Perhaps the answer lies in revisiting the past. The lessons our grandparents lived by are not outdated. Rather, they are timeless. To grow old together requires patience, forgiveness, and above all, commitment. It requires seeing love not as a highlight reel for others to consume, but as a private covenant between two souls.
The old virtues of love can still guide us if we let them. Loving-kindness teaches us to accept one another, flaws and all. Compassion gives us the strength to protect and support our partners, even at personal cost. Empathetic joy allows us to celebrate each other’s successes without envy. And equanimity reminds us that love must endure through both sunshine and storm. In the end, commitment is what makes romance last, giving meaning to Shakespeare’s eternal words that “love is not love which alters when it alteration finds.”
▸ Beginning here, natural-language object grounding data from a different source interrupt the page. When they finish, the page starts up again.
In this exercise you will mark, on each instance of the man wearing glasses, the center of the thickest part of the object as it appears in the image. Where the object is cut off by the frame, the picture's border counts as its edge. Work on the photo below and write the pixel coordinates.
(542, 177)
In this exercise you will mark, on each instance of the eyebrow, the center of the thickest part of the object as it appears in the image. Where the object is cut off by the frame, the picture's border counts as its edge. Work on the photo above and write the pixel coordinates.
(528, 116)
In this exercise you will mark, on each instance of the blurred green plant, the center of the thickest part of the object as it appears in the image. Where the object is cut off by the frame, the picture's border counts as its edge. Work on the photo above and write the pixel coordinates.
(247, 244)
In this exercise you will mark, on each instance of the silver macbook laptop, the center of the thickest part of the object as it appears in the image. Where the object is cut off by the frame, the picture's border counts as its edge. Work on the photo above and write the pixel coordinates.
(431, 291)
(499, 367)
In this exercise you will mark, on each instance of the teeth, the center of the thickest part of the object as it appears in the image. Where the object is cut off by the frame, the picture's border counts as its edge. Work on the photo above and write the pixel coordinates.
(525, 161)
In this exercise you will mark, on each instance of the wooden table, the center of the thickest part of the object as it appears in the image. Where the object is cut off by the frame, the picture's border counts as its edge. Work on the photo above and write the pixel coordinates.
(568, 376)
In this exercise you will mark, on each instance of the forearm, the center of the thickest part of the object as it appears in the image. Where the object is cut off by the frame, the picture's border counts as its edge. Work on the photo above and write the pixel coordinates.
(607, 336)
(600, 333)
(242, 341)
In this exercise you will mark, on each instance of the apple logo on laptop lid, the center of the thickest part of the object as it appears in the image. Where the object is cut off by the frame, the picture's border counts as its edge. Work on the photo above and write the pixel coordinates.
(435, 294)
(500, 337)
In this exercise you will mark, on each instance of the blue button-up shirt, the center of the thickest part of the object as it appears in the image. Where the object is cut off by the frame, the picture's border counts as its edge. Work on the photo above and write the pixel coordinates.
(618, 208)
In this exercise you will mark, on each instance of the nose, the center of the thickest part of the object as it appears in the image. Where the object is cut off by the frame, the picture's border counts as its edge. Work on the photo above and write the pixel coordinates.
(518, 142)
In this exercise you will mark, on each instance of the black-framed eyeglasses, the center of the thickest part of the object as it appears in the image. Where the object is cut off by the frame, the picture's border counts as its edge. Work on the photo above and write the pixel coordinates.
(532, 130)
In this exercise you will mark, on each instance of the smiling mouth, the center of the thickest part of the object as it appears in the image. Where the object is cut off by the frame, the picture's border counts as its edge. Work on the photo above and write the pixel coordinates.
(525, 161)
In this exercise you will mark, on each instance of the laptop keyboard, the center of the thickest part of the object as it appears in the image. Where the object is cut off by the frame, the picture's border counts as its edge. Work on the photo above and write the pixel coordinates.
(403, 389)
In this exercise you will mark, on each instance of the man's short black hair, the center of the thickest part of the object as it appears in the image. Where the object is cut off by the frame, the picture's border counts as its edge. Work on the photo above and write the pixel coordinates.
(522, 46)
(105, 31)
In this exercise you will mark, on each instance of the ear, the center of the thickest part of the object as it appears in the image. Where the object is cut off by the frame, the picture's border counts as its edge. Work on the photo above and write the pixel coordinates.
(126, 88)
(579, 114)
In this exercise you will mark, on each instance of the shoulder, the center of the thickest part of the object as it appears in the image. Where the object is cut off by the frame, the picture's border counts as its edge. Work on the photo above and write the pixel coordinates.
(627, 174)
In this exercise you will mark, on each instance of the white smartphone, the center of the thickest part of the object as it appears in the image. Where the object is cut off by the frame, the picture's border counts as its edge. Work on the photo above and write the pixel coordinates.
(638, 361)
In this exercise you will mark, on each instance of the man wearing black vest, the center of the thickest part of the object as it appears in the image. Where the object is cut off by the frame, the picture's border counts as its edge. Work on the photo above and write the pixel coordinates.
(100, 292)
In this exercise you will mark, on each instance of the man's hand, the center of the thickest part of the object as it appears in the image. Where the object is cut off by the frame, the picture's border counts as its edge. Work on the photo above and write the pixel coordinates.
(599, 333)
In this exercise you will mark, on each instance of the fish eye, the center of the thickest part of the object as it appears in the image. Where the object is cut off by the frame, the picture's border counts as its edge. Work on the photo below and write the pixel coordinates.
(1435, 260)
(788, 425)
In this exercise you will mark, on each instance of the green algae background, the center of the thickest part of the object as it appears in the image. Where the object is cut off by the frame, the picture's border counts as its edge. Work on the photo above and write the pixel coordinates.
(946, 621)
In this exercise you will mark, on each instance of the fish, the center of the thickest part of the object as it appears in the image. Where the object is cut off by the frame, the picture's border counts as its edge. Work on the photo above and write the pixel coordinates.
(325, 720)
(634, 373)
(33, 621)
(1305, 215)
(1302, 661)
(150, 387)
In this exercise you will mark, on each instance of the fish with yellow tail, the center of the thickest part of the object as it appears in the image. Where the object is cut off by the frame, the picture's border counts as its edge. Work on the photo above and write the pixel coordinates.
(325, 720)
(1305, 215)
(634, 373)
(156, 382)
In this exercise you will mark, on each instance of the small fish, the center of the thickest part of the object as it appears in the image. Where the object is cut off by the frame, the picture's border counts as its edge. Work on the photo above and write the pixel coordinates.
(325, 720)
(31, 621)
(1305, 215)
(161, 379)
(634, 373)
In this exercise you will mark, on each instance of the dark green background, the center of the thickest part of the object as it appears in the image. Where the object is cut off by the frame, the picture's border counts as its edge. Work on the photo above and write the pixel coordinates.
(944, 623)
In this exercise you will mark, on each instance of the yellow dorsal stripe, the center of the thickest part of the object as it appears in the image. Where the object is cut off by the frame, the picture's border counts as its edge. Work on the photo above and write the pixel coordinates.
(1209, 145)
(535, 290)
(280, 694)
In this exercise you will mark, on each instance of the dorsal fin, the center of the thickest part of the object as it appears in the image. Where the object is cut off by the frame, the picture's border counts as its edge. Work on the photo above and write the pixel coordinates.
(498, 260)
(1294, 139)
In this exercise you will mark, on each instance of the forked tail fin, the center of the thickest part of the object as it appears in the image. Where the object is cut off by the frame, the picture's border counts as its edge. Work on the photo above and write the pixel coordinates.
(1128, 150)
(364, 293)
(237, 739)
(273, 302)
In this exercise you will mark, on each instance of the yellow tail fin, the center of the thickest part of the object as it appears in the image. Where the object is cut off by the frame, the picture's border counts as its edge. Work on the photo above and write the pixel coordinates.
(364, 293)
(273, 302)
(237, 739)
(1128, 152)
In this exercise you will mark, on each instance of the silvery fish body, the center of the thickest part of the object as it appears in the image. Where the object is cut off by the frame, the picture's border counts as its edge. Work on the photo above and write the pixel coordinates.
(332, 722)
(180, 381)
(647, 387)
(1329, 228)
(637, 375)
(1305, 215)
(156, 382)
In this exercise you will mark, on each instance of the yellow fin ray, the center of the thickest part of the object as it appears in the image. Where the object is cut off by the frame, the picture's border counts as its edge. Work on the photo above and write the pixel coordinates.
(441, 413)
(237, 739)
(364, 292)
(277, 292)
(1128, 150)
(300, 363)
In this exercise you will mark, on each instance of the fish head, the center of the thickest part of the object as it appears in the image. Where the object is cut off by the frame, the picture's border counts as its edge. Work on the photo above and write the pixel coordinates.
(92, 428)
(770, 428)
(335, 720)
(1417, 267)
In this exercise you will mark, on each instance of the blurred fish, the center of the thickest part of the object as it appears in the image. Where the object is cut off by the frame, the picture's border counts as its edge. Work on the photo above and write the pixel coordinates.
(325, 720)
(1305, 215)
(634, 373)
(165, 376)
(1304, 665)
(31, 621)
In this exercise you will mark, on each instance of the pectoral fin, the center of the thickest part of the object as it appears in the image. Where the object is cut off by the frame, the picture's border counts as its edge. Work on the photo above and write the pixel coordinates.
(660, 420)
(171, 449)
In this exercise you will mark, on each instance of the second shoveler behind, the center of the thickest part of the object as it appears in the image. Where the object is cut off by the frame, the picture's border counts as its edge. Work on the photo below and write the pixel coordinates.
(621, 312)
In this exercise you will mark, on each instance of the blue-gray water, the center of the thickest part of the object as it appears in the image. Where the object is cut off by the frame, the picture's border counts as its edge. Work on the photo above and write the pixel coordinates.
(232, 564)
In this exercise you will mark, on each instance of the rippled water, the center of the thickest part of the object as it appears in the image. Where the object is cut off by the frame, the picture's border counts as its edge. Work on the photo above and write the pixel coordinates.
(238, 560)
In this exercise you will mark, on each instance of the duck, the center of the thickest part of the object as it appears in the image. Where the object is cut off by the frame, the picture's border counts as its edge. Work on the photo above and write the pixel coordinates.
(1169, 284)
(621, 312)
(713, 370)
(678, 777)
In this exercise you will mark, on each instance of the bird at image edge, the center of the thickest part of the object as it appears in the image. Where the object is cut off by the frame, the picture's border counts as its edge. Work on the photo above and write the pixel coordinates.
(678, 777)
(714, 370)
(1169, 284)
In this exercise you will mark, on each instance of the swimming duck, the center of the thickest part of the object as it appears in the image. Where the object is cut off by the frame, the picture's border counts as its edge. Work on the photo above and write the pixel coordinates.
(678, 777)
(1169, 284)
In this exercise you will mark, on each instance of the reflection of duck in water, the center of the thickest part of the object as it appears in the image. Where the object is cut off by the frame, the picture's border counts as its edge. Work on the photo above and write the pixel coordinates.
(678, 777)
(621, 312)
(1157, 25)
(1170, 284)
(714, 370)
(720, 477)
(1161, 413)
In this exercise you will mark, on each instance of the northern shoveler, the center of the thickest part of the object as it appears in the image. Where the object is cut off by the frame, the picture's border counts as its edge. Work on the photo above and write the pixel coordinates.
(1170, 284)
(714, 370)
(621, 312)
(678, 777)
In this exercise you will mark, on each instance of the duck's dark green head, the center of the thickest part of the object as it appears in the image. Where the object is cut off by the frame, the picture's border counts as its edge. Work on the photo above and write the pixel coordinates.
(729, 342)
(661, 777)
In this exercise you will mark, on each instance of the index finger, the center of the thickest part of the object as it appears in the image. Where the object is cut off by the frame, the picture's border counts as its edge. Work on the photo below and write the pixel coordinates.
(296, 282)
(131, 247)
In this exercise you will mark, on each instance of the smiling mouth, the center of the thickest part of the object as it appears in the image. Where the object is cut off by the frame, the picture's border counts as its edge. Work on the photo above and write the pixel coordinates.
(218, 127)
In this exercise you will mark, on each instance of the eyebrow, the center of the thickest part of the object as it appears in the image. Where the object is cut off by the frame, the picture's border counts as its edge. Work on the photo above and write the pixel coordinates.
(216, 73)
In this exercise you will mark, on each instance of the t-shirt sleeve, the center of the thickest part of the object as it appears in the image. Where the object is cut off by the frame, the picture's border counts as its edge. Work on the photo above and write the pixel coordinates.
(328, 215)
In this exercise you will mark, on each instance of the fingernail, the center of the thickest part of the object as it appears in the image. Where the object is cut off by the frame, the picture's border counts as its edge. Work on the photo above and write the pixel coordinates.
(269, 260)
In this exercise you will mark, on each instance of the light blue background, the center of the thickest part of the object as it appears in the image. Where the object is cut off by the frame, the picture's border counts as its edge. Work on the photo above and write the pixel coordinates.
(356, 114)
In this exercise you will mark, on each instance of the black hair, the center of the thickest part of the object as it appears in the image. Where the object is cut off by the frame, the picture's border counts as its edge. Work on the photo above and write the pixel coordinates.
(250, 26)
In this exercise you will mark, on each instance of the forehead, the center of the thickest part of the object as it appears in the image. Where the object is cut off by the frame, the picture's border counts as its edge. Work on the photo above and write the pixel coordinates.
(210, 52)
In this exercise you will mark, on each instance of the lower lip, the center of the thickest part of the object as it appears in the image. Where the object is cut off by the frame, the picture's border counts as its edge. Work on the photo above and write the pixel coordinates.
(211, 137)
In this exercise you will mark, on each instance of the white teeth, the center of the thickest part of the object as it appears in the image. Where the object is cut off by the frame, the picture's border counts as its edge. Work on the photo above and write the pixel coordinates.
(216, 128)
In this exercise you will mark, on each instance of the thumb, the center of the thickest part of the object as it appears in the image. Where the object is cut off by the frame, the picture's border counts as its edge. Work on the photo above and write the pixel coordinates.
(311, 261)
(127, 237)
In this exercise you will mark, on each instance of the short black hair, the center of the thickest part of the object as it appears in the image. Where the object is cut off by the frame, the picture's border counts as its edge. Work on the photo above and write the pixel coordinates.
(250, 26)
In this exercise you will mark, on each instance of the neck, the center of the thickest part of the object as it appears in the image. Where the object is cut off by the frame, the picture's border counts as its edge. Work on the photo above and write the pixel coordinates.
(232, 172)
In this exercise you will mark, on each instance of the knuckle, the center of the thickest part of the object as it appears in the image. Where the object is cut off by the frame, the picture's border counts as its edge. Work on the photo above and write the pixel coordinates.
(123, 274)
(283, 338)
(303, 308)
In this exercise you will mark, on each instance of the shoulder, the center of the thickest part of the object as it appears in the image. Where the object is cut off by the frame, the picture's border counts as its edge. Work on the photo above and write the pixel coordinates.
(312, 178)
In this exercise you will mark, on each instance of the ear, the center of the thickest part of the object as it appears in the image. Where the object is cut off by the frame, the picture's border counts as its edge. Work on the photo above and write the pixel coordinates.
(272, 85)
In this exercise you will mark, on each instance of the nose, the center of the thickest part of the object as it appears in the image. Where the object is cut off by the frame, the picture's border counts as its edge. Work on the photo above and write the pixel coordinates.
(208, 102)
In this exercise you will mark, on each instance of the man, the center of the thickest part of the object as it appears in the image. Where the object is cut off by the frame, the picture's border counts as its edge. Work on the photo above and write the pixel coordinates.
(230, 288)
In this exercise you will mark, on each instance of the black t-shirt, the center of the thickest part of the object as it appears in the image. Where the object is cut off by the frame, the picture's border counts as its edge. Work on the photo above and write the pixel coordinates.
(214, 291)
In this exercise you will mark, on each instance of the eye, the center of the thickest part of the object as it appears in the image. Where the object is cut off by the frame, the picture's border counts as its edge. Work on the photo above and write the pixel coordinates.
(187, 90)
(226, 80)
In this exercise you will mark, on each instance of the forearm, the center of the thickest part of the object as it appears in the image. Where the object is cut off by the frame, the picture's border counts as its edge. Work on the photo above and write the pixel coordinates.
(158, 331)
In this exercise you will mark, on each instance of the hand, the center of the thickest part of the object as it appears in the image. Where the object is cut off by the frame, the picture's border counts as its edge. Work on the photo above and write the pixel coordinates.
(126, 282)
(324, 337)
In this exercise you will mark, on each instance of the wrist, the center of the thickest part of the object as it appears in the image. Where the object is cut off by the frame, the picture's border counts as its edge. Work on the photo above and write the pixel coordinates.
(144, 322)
We must remind our teenagers that love does not need spectacle. It needs sincerity. True romance is not in the perfection of a post, but in the imperfection of a life shared, hand in hand, through quarrels and reconciliations, sickness and health, triumphs and disappointments. In the words of Frank Sinatra, if one can say, “with all your faults, dear, I love you still”, then they get a step closer to that rarest of bonds we all dream of: soulmates. If young people could learn just this one truth from the generations before them, perhaps the word “forever” would once again carry meaning.
Love, at its heart, is never about expectation. It is not about what you receive, but what you give. And it is certainly not about proving a point. It is about being the first to say sorry about choosing humility over pride, about cherishing one person enough to weather the storms. That kind of romance may seem old-fashioned, but it is precisely what this new generation, living in the glare of performative affection, needs to rediscover. Courtship may be dead, but it does not have to remain buried. The spark can be rekindled, if only we have the courage to love, not for the crowd, nor for the photograph, but for the person beside us.